Future of religious heritage
Historians, theologians, jurists, but also elected officials and representatives of heritage associations will intervene throughout the morning with the senators. The symposium is placed under the high patronage of Catherine Morin-Desailly, senator for Seine-Maritime, and will be led by Benoît de Sagazan, director of the Institut Pèlerin du Patrimoine, and Samuel Lieven, editorial director of Le Pèlerin (edited by Bayard Presse, as well as La Croix).
It follows on from the information report on the future of religious heritage, written by senators Pierre Ouzoulias and Anne Ventalon, published in July 2022. In their report, which recalls that the 35,000 French municipalities own more than 40% of places of worship – mainly Catholic – recommend supporting mayors in maintaining their religious heritage and allowing religious buildings to be reclaimed. To be safeguarded, believe the two rapporteurs, this heritage must once again become “meaningful and useful” for the population, including non-practitioners.
Support for mayors
This is how this symposium “would like to show how it is possible to open up churches, of communal property and assigned to worship, to new uses in the service of the common good”. Father Gautier Mornas, responsible for sacred art at the Conference of Bishops of France, will for example answer the question of their “use compatible with worship”, while Benoît de Sagazan will present a “typology of shared uses in worship churches.
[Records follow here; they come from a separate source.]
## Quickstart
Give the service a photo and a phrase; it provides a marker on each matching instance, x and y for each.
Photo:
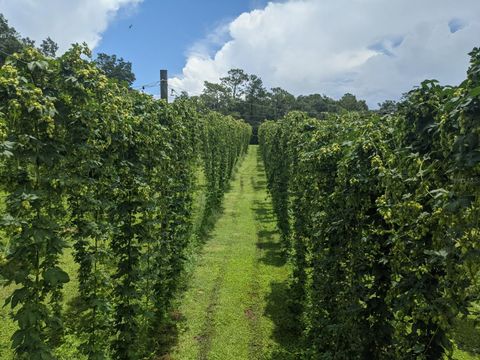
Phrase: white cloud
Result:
(375, 49)
(65, 21)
The question of supporting municipalities in the maintenance and attractiveness of their churches will also be addressed by Aude Maisonneuve, head of the heritage department, and Armelle Dallibert, both of the Calvados departmental council. The Senate report of July 2022 indeed recommended pooling financial resources and town planning councils at the departmental level. He also put his finger on the absence of an inventory of religious buildings and their condition. An inventory that Édouard de Lamaze, president of the Observatory of Religious Heritage, will present on Friday.